Artificial intelligence has become a ubiquitous part of our lives. Yet public concerns remain that there aren’t enough regulations governing when or how AI should be used, and that the technology would replace jobs and leave too many Californians unemployed. How specifically would you balance such concerns with the desire to foster innovation and have California remain a leader in this space? (Please answer in 250 words or less.)
AI technology is being used by corporations to eliminate jobs and increase the workload for remaining workers, and this is a critical issue for our workforce, economy, and community safety. Technology should supplement and support skilled workers, not replace them.
California can remain a leader in innovation while protecting working families. In the Assembly, I will work collaboratively with labor unions to develop effective legislative solutions that prevent job loss and dangerous accidents across industries. I will also invest in training and upskilling programs so workers can thrive in a modern, digital workforce.
Having dedicated over 33 years to uplifting workers, I know firsthand the struggles working people face when corporations use technology to weaken worker power. As California leads in AI innovation, we must do so in a way that creates good-paying jobs rather than eliminating them and organized labor must always have a voice at the table when these decisions are being made.
Statistically, violent crime rates in California is on the decline, but still, residents are not feeling safe or at ease in their communities. How do you see your role in the state legislature in addressing the underlying issues that make Californians feel unsafe in their own neighborhoods? (Please answer in 250 words or less.)
I see my role as a bridge between officers and the communities they serve.
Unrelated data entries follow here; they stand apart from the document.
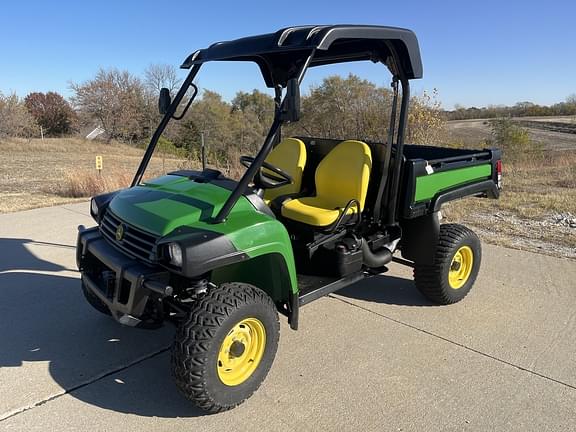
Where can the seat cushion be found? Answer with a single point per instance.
(312, 211)
(290, 156)
(342, 176)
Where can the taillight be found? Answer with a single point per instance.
(499, 174)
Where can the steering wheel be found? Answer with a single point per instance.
(266, 180)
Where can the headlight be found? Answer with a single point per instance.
(94, 208)
(175, 253)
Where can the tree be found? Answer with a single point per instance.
(341, 108)
(256, 102)
(51, 111)
(15, 120)
(118, 101)
(425, 119)
(157, 76)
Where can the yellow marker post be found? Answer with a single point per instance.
(99, 164)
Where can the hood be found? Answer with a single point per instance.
(161, 205)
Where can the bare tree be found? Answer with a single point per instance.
(118, 101)
(157, 76)
(51, 111)
(15, 120)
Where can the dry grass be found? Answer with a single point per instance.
(538, 193)
(78, 183)
(36, 173)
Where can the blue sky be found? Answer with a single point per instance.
(474, 53)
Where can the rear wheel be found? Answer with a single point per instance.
(94, 301)
(456, 265)
(226, 346)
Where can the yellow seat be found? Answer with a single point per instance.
(343, 175)
(290, 156)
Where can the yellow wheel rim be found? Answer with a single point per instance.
(461, 267)
(241, 351)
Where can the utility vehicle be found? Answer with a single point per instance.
(309, 216)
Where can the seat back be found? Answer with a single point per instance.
(290, 156)
(344, 174)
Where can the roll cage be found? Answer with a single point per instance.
(286, 55)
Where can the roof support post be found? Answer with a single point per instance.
(169, 114)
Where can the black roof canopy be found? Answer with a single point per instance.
(281, 55)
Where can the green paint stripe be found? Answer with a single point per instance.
(428, 186)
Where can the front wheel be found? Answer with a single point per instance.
(226, 346)
(456, 265)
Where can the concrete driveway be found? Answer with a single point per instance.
(376, 356)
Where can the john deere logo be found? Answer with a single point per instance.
(120, 232)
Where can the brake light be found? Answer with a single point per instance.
(499, 174)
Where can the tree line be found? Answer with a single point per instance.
(125, 107)
(521, 109)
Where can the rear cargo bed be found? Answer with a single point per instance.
(434, 175)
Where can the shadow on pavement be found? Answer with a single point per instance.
(386, 289)
(44, 318)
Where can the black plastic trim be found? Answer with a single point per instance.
(322, 291)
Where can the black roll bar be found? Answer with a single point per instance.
(260, 157)
(160, 129)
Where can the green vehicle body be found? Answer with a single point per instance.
(428, 186)
(165, 204)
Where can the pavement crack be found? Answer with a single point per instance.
(458, 344)
(75, 211)
(93, 380)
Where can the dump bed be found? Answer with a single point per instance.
(435, 175)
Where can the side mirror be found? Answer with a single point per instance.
(164, 100)
(290, 111)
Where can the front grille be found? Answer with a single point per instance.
(135, 242)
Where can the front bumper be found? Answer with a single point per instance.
(130, 289)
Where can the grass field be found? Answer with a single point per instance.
(36, 173)
(537, 208)
(535, 212)
(472, 132)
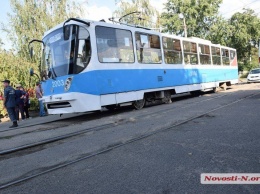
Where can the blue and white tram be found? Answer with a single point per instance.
(87, 65)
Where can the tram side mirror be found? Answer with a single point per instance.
(31, 52)
(31, 72)
(66, 32)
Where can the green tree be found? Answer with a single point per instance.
(30, 19)
(245, 37)
(198, 14)
(220, 32)
(147, 13)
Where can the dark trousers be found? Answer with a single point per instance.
(19, 108)
(26, 111)
(12, 113)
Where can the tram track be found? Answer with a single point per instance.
(94, 116)
(97, 128)
(120, 144)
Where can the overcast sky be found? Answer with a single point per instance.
(103, 9)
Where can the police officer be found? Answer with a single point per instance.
(9, 102)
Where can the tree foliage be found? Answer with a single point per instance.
(30, 19)
(246, 34)
(147, 17)
(199, 16)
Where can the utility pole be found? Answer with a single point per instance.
(259, 52)
(181, 16)
(185, 27)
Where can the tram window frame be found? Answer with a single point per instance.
(171, 55)
(216, 55)
(189, 54)
(231, 56)
(225, 56)
(128, 41)
(204, 54)
(148, 48)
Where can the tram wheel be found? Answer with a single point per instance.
(167, 97)
(215, 90)
(111, 107)
(139, 104)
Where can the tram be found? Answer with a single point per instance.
(87, 65)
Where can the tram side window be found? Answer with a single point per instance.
(204, 52)
(232, 55)
(84, 50)
(216, 58)
(172, 50)
(148, 48)
(190, 53)
(114, 45)
(225, 56)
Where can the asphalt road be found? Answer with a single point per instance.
(223, 137)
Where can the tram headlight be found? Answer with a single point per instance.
(68, 84)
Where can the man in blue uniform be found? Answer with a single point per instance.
(9, 102)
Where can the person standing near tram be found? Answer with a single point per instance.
(9, 102)
(39, 95)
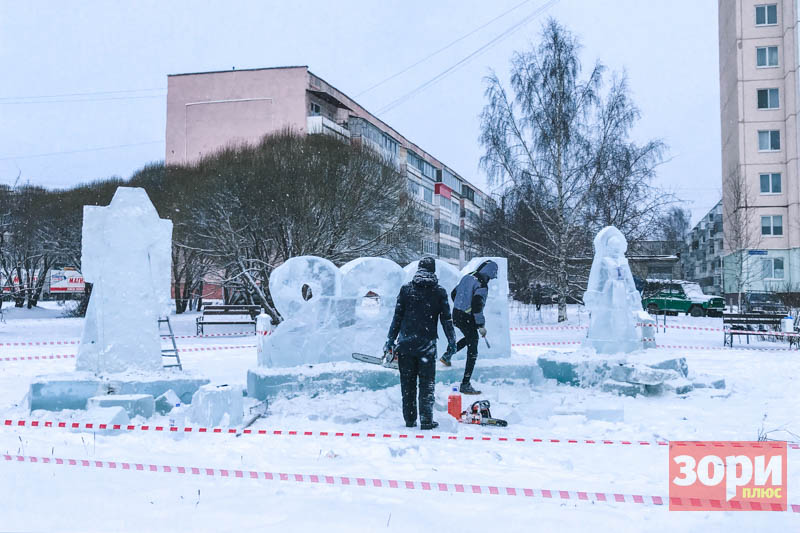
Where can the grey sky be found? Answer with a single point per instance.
(669, 50)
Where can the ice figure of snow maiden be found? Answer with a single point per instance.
(611, 296)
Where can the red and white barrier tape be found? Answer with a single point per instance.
(682, 347)
(72, 356)
(77, 341)
(726, 348)
(8, 423)
(546, 328)
(38, 357)
(354, 481)
(726, 330)
(553, 343)
(214, 348)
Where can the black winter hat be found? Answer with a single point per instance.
(428, 264)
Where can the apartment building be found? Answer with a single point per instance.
(209, 110)
(758, 107)
(701, 257)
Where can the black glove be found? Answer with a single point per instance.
(451, 348)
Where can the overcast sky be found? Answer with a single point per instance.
(121, 53)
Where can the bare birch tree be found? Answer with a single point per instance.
(741, 234)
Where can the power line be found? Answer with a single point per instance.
(81, 94)
(86, 99)
(398, 101)
(442, 49)
(99, 148)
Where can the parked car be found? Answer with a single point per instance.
(763, 303)
(673, 297)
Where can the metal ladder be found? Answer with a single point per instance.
(169, 352)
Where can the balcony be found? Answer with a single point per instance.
(319, 124)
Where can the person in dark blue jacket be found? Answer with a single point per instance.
(469, 299)
(420, 304)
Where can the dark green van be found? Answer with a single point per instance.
(673, 297)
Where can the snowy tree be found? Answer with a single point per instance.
(294, 195)
(562, 143)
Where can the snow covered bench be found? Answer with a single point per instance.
(212, 315)
(749, 324)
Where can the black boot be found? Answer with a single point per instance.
(466, 388)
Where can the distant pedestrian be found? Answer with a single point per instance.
(537, 296)
(469, 300)
(420, 304)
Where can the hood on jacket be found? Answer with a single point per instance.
(425, 278)
(487, 270)
(427, 264)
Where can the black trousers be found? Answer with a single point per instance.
(465, 322)
(417, 368)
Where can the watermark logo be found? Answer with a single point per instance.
(727, 476)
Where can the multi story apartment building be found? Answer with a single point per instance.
(701, 257)
(209, 110)
(758, 106)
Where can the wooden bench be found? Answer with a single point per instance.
(213, 311)
(749, 324)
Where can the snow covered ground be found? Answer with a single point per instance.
(761, 394)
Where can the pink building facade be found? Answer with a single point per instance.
(208, 111)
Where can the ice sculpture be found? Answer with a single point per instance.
(351, 307)
(126, 255)
(611, 296)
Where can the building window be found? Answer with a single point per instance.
(772, 268)
(423, 166)
(449, 252)
(427, 194)
(768, 99)
(770, 183)
(769, 141)
(414, 189)
(766, 15)
(772, 225)
(767, 56)
(429, 247)
(450, 179)
(427, 220)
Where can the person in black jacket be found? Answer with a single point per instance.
(419, 305)
(469, 299)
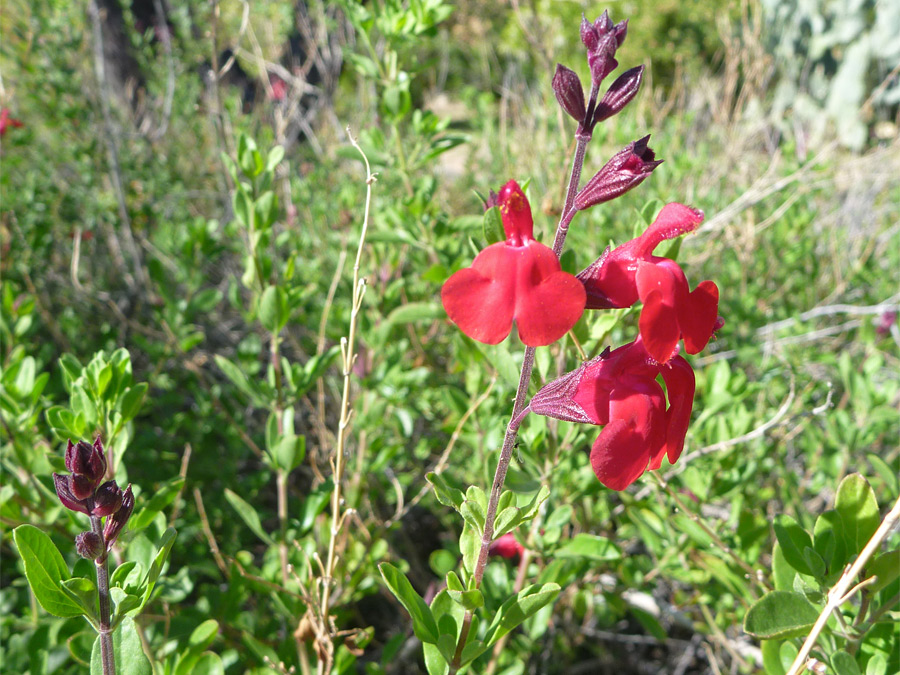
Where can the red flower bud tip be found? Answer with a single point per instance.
(87, 460)
(506, 546)
(116, 523)
(602, 39)
(6, 121)
(569, 92)
(671, 311)
(619, 94)
(88, 545)
(618, 390)
(514, 280)
(627, 169)
(107, 499)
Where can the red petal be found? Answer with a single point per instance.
(673, 221)
(698, 317)
(548, 301)
(481, 299)
(680, 385)
(635, 433)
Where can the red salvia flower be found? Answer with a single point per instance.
(671, 311)
(506, 546)
(517, 279)
(618, 390)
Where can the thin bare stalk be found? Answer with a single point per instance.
(348, 356)
(107, 657)
(845, 588)
(519, 409)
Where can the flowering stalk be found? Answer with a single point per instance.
(82, 492)
(348, 356)
(582, 138)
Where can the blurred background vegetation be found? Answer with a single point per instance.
(778, 118)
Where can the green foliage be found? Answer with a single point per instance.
(243, 243)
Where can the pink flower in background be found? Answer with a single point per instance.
(514, 280)
(671, 311)
(6, 121)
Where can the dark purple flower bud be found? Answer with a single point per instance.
(619, 94)
(589, 34)
(81, 486)
(116, 523)
(87, 460)
(569, 92)
(89, 545)
(620, 30)
(65, 494)
(627, 169)
(603, 24)
(107, 499)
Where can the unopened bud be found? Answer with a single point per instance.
(107, 499)
(116, 523)
(627, 169)
(619, 94)
(569, 92)
(89, 545)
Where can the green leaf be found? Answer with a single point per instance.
(243, 207)
(877, 665)
(519, 608)
(165, 546)
(446, 495)
(470, 546)
(266, 208)
(45, 569)
(83, 592)
(314, 503)
(249, 515)
(589, 546)
(793, 539)
(886, 567)
(780, 614)
(162, 497)
(209, 664)
(424, 625)
(127, 651)
(131, 401)
(844, 664)
(492, 226)
(273, 309)
(829, 541)
(856, 503)
(470, 600)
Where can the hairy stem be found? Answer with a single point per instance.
(107, 658)
(348, 354)
(519, 410)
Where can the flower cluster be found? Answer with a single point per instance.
(641, 393)
(85, 492)
(518, 279)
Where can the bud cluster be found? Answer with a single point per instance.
(85, 492)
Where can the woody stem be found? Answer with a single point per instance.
(582, 138)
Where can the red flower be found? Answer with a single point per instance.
(619, 391)
(506, 546)
(517, 279)
(671, 310)
(6, 121)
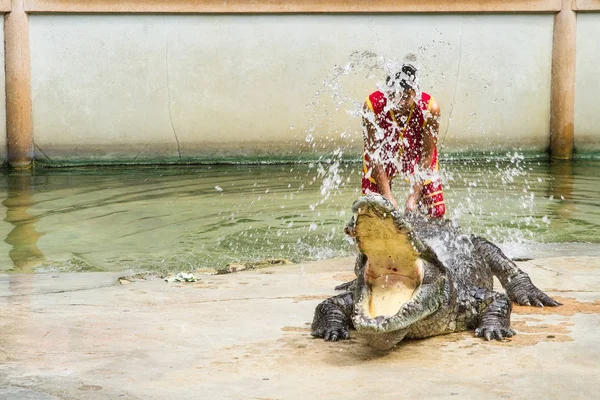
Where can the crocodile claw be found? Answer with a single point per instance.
(331, 334)
(494, 333)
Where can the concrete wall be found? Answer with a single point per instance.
(155, 87)
(3, 156)
(587, 84)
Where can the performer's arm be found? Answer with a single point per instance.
(373, 146)
(430, 136)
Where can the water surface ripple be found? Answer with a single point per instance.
(184, 218)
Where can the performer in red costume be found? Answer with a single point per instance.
(401, 126)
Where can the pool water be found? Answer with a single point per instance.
(185, 218)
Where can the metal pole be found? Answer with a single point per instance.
(19, 126)
(562, 110)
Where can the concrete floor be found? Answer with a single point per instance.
(246, 336)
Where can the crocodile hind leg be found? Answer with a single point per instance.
(332, 318)
(517, 283)
(488, 312)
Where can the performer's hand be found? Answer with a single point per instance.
(393, 201)
(411, 203)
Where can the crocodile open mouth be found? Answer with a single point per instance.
(394, 270)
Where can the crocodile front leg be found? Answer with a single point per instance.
(517, 283)
(488, 312)
(332, 318)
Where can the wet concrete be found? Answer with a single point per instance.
(246, 335)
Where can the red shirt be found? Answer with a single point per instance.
(398, 146)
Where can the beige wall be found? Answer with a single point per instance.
(587, 84)
(148, 87)
(3, 156)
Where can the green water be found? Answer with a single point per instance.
(184, 218)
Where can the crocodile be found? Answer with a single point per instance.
(418, 277)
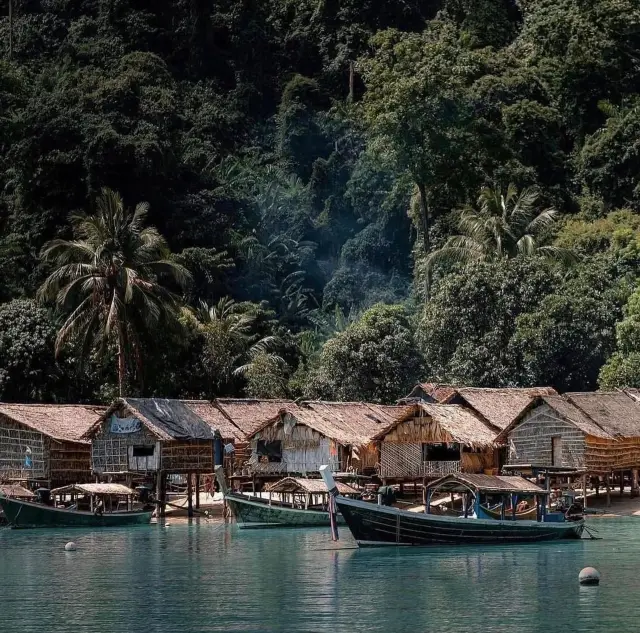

I will promote initiatives that enhance positive interactions, improve transparency, and strengthen collaborative problem-solving between law enforcement and local organizations.
Building safe communities requires addressing both immediate public safety needs and the root causes of crime. This means supporting training that emphasizes de-escalation and community engagement, ensuring officers have the resources to do their jobs safely, and investing in programs that tackle economic opportunity gaps and inadequate support services before crime happens.
I also believe in strengthening reintegration resources for the formerly incarcerated. At UNITE HERE, we run a training fund that places formerly incarcerated people in union jobs with good benefits, giving them a steady income and a real path forward. That kind of investment pays dividends for whole communities.
What’s a hidden talent you have? (Please answer in 250 words or less.)
I have a talent for mentoring and building leaders. I am acutely aware that my own rise to become the first Latina president of my Local at the age of 26 would not have been possible had I not been blessed with mentors who invested hours and hours of time helping me navigate all of the roadblocks that come with leadership. I made many mistakes along the way, but thanks to their wisdom and guidance, I was able to keep most of the little issues from being huge ones.
I have always kept that in the forefront of my mind as my leadership role has increased, and I am mindful that the growth of the labor movement and the Democratic Party depends upon young activists seeing these organizations as vital and having space for a diversity of ideas and perspectives. I believe that it is my responsibility to leave any organization better off than when I found it, and that cannot happen unless I am continuously focused on bringing up the next generation of leaders.